# Crimestoppers launches appeal for the final ten Operation Captura fugitives wanted in



## xabiaxica (Jun 23, 2009)

https://www.gov.uk/government/world...n-operation-captura-fugitives-wanted-in-spain




> The final countdown begins in Spain for UK crime-fighting charity Crimestoppers and the Serious Organised Crime Agency (SOCA), as only ten most wanted individuals remain on their Operation Captura list following the arrest of the 53rd target.


----------



## thrax (Nov 13, 2008)

I just checked it and, phew, I'm not on the list.


----------



## Pesky Wesky (May 10, 2009)

thrax said:


> I just checked it and, phew, I'm not on the list.


But where is the list?
I mean with photos.
I can't find it...


----------



## crookesey (May 22, 2008)

Pesky Wesky said:


> But where is the list?
> I mean with photos.
> I can't find it...


One of them nicked it.


----------



## 90199 (Mar 21, 2010)

I'm not on the list either, even if I was they would never find me out here


----------



## thrax (Nov 13, 2008)

We have ways, we will find you and when we do we must go for a drink or three...


----------



## jojo (Sep 20, 2007)

My ex nextdoor neighbour was caught not so long ago!!! BBC News - Fugitive Mark Lilley found in Spanish villa panic room

Jo xxx


----------



## crookesey (May 22, 2008)

Hepa said:


> I'm not on the list either, even if I was they would never find me out here


He's standing behind you.


----------



## thrax (Nov 13, 2008)

jojo said:


> My ex nextdoor neighbour was caught not so long ago!!! BBC News - Fugitive Mark Lilley found in Spanish villa panic room
> 
> Jo xxx


yes that was a bit of a shock but it is why I cannot talk with you anymore.
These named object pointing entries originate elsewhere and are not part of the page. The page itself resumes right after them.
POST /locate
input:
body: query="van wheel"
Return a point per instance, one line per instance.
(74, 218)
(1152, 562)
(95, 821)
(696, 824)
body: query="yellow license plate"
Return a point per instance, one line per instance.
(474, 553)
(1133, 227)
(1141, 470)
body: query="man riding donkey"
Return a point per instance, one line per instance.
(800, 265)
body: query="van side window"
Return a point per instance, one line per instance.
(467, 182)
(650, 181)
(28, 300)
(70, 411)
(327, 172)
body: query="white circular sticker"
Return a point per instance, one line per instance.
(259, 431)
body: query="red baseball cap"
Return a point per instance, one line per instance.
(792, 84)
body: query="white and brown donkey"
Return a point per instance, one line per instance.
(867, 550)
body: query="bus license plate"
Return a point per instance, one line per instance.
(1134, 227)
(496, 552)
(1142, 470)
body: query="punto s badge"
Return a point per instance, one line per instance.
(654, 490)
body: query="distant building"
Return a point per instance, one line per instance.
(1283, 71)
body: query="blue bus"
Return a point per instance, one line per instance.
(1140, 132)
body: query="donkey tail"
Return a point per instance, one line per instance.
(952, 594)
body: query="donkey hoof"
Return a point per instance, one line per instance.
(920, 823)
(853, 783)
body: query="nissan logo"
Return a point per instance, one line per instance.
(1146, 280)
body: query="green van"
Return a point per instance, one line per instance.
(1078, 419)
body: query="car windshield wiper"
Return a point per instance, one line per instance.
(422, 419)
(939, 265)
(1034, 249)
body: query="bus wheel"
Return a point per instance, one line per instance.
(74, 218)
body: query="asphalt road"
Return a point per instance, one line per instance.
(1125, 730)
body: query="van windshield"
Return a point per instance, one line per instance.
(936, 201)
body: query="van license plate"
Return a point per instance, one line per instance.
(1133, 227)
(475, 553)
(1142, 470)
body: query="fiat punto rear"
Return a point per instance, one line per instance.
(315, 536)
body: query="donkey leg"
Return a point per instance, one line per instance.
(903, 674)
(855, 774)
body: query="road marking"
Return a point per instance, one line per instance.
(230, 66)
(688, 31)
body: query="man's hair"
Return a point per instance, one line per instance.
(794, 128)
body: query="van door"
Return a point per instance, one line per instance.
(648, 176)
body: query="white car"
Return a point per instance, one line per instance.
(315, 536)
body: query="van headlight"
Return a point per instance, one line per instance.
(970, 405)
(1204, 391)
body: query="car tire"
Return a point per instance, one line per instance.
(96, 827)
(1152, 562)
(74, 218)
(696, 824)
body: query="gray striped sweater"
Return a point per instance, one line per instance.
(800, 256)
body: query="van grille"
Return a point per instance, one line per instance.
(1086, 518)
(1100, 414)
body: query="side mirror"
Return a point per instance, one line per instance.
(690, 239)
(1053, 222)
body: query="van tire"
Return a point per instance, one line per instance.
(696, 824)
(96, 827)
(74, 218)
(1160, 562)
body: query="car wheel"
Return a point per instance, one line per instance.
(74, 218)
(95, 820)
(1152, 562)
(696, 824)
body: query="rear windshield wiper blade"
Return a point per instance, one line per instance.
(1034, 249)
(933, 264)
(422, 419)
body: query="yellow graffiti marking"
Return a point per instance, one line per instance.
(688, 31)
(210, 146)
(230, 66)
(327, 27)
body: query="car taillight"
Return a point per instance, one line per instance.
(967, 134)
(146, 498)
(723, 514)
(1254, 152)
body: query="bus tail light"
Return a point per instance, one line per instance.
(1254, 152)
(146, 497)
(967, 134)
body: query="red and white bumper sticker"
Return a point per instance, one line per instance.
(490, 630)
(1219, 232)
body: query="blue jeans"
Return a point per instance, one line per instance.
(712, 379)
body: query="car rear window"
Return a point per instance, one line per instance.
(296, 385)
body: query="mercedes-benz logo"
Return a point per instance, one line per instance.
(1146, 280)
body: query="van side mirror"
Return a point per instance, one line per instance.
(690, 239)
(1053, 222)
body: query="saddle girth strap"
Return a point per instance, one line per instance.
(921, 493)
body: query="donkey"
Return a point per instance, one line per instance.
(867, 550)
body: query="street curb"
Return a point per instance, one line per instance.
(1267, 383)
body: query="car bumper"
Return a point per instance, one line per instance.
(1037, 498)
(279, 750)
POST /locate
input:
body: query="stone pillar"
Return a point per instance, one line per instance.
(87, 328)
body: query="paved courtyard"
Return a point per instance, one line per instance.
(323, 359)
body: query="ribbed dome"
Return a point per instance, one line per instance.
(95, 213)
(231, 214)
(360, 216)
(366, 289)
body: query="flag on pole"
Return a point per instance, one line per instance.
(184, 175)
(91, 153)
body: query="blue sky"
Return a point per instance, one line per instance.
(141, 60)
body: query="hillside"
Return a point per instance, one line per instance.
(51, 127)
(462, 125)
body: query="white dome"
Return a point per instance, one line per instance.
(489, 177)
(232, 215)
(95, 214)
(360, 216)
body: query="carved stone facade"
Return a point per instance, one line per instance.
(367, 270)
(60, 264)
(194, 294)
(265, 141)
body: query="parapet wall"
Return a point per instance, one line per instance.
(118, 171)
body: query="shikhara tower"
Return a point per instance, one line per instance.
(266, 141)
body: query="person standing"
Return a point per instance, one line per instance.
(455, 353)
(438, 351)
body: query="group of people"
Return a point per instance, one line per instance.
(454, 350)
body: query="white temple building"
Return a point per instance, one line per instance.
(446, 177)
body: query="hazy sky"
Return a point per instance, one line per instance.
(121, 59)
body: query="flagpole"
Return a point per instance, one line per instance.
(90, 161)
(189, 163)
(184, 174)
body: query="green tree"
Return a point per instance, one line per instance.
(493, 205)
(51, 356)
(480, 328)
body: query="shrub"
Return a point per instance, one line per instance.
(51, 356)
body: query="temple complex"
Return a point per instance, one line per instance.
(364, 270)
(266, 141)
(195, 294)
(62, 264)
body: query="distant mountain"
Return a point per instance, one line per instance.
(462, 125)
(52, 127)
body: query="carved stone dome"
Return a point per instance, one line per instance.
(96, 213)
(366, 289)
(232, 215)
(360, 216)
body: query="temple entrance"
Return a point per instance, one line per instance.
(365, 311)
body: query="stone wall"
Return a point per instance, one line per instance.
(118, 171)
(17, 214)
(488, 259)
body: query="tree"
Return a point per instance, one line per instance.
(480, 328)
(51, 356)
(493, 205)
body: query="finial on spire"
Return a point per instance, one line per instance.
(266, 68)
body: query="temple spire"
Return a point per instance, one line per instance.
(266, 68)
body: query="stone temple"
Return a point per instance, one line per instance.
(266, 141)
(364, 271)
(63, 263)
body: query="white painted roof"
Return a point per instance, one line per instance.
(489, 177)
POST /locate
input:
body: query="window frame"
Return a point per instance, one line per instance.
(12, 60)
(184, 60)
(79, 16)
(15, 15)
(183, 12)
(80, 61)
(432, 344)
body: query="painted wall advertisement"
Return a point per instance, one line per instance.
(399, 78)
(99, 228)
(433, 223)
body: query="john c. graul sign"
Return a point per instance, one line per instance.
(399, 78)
My friends in Moscow have forbidden it....


----------



## crookesey (May 22, 2008)

jojo said:


> My ex nextdoor neighbour was caught not so long ago!!! BBC News - Fugitive Mark Lilley found in Spanish villa panic room
> 
> Jo xxx


You could have let the poor sod out once in while.


----------



## jojo (Sep 20, 2007)

crookesey said:


> You could have let the poor sod out once in while.


LOL!! His children used to play with mine and I remember asking them once what their daddy did for a living because they had such an amazing house..... "He's a pool cleaner" they said!!!!!! I kinda thought there must be more to it, but....... I'm blonde and thought it best not to pry 

Jo xxx


----------